Lessons from e-commerce

 

 

In e-commerce it took years for the kind of growth we have seen lately. It is astonishing. I hate what Amazon is doing to small businesses around the world. I hate the thought of giving any more money to the richest man in the world (or second richest) whose employees have to wear diapers to work because they are not given enough time to go to the washroom.

Before the pandemic Jeff Bezos was earning $1 million every 50 minutes now he is doing much better than that and I have helped him out, as have millions of others. We have done that because we came to realize how convenient it was to shop from Amazon. For many things we don’t really have to go to a store to look them over. Ordering them from our homes for some of us is just easier, simpler, and cheaper.  Other businesses will have to learn that we have learned something during this pandemic and if they don’t change, we will change where and how we shop. Not for everything but for many things. Capitalists had better innovate or they will be left on the dust heap. Capitalist always say that is what they are good at. Let’s see if that’s true.

That does not mean all has been rosy. As Hari Sreenivasan pointed out to,

“It has been a boon for those who could afford it. There has been a blue collar pandemic and a white collar pandemic. For the white collar people it was great.  I can get everything from Instacard and Amazon. But if you’re an essential worker that doesn’t really apply to you.’

For others not so much. And some of us still care a little bit about fairness. Fairness and competition.

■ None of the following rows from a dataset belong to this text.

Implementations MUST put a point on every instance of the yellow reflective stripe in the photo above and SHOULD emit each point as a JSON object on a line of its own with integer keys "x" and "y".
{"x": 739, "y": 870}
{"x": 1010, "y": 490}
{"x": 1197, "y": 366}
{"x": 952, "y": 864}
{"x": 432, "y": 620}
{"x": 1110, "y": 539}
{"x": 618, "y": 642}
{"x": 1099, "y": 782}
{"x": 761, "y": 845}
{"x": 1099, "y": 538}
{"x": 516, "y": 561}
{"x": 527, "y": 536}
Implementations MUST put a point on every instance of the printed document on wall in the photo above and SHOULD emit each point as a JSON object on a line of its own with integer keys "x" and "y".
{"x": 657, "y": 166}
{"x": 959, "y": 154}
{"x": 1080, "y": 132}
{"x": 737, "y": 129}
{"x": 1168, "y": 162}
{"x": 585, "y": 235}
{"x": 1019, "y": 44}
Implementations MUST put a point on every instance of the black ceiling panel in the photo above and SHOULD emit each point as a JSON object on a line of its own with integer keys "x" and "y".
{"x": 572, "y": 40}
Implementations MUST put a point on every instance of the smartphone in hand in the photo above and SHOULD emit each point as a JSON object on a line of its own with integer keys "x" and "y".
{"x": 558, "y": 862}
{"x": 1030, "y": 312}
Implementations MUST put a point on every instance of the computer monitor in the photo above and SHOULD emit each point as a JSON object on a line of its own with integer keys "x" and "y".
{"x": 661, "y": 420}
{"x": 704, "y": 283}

Scott Galloway is a professor Marketing who was interviewed by Sreenivasan on Amanpour & Company and he agreed completely:

“If you’re in the top 10% of income earners there is no change in employment. It means you’re no more vulnerable than you were before the pandemic. There’s a 60% likelihood you can work from home. You can spend more time with your family. You maybe got 10 hours back a week. If you make less than $40,000 a year, 40% of those people have lost their jobs and less than 10% can work from home. You don’t like to say this out loud, but if you’re in the top 10% and you’re blessed with good health you’re most likely spending more time with Netflix, your kids, and less time commuting, and by the way your stocks are probably up and I would argue that a lot of the stimulus unfortunately hasn’t been about arresting the pandemic, and helping our neediest, it’s been about flattening the curve for rich people. The savings rate in American has never been higher. The Nasdaq has never been higher. If you do a google search for covid and markets you’ll find more articles than if you do covid and mortality. It’s as if as a nation our priorities are reflected in our spending. The velocity of death is unprecedented. More people are dying every day from this than any crisis in history! And that’s meaningful. But what would be profoundly tragic would be if the Nasdaq declines! At least that’s what our spending seems to indicate. We want to save restaurants but not keep schools open. We seem to want to ensure that the markets are washed in liquidity and people are wanting stimulus, but we aren’t protecting people. We see infection rates rise. And we see our health professionals wanting for PPE equipment. It does definitely seem that we have decided that corporations are people and they are the ones that we have to save.”

 

And remember all of this is not coming from some crazy leftwing extremist. This is coming from a self-described enthusiast for capitalism. He is an insider. He likes the system. Perhaps not as much as Zwaagstra does, but he is no bleeding socialist. He just thinks the current system sucks. It sucks because the rich people are swimming in cash while those who are not are taking their chances serving the rich people. They are called essential workers, but they are not paid like it.